Il decreto antiterrorismo è stato approvato alla Camera con 253 sì, 50 no e 2 astensioni. Adesso il provvedimento, i cui tempi di conversione scadono il 20 aprile, dovrà passare all’attenzione del Senato per l’approvazione definitiva. Il voto finale è arrivato dopo l’accordo raggiunto nella conferenza dei capigruppo di Montecitorio sul calendario dei lavori per la riforma del terzo settore, in seguito alla quale i grillini del M5S hanno messo fine all’ostruzionismo.

Il ministro dell’Interno Angelino Alfano ha subito annunciato l’approvazione via Twitter: “#OpenCamera. Appena approvato il decreto #antiterrorismo. Leggi dure contro il Terrore per la #Libertà. Un altro passo avanti. #senzasosta”.

Ecco cosa prevede il decreto antiterrorismo:

Foreign fighter – chi si arruola per combattere accanto ai terroristi dell’Isis dovrà scontare dai 5 agli 8 anni di reclusione. Stessa pena per chiunque organizzi, finanzi o faccia propaganda di viaggi finalizzati al terrorismo.

Lupi solitari – Reclusione dai cinque ai dieci anni per coloro che si addestrano da soli in Italia per colpire con attentati terroristici nel nostro Paese.

L’aggravante web – utilizzare internet e strumenti informatici per perpetrare reati di terrorismo (arruolamento di foreign fighter, propaganda, ecc.) risulterà un’aggravante che comporta l’obbligo di arresto in flagranza. Estromessa però la norma che autorizzava la polizia ad utilizzare il controllo “da remoto” di Pc, smartphone e Tablet per acquisire comunicazioni e dati dei sospettati di terrorismo.

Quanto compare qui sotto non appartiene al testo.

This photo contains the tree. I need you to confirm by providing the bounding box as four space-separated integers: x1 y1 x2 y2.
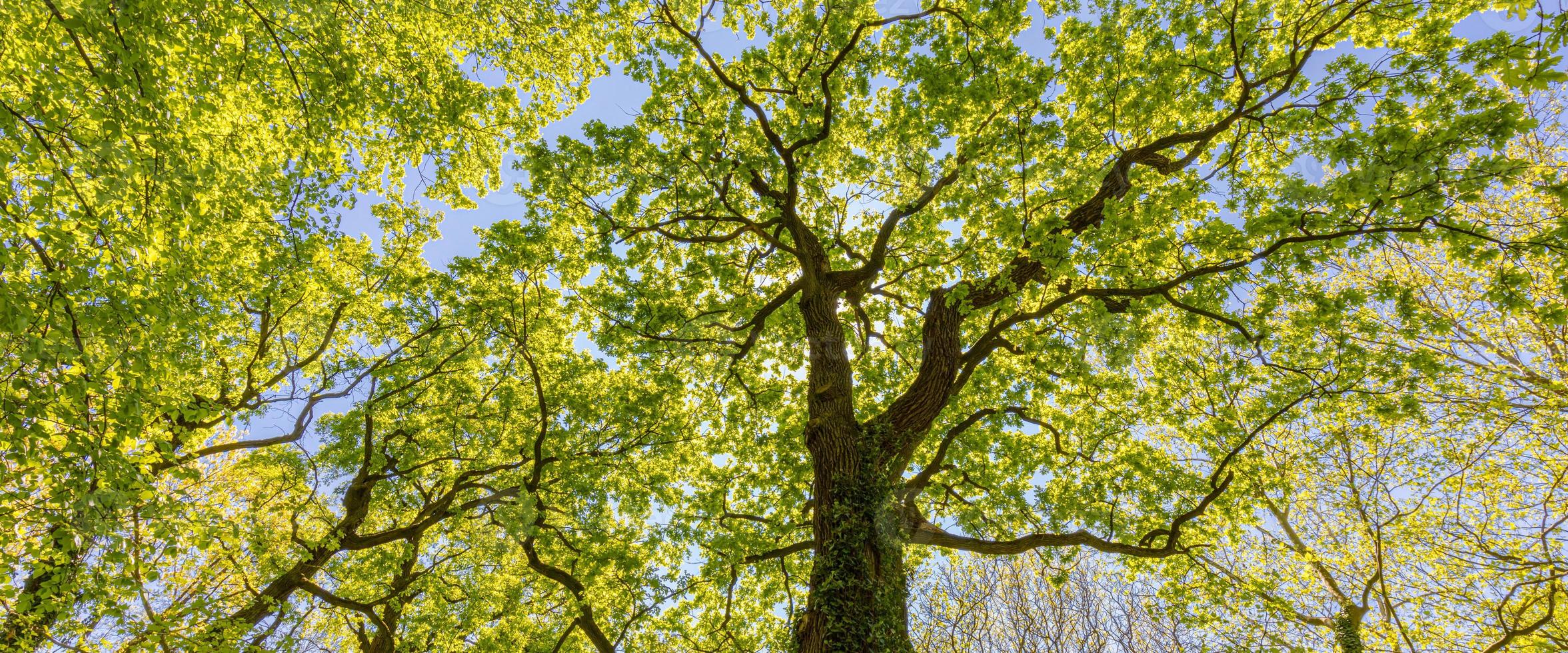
511 1 1560 652
1154 88 1568 652
911 556 1215 653
9 0 1565 653
0 0 611 650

Intercettazioni preventive – Autorizzata l’intercettazione preventiva sulle reti informatiche degli indagati di reati di terrorismo internazionale.

007 infiltrati in carcere – Autorizzazione dei Servizi a infiltrarsi nelle carceri italiane, per prevenire l’arruolamento di terroristi.

Militari sul territorio – Dal 30 giugno il contingente militare sarà aumentato di altre 300 unità per riuscire a controllare meglio il territorio.

Mar Mediterraneo – Più di 40 milioni di euro per l’operazione “mare sicuro”, in modo da prevenire attacchi terroristici contro pescherecci e navi commerciali nel Mediterraneo.

Gli scafisti – Obbligo di arresto in flagranza per gli scafisti.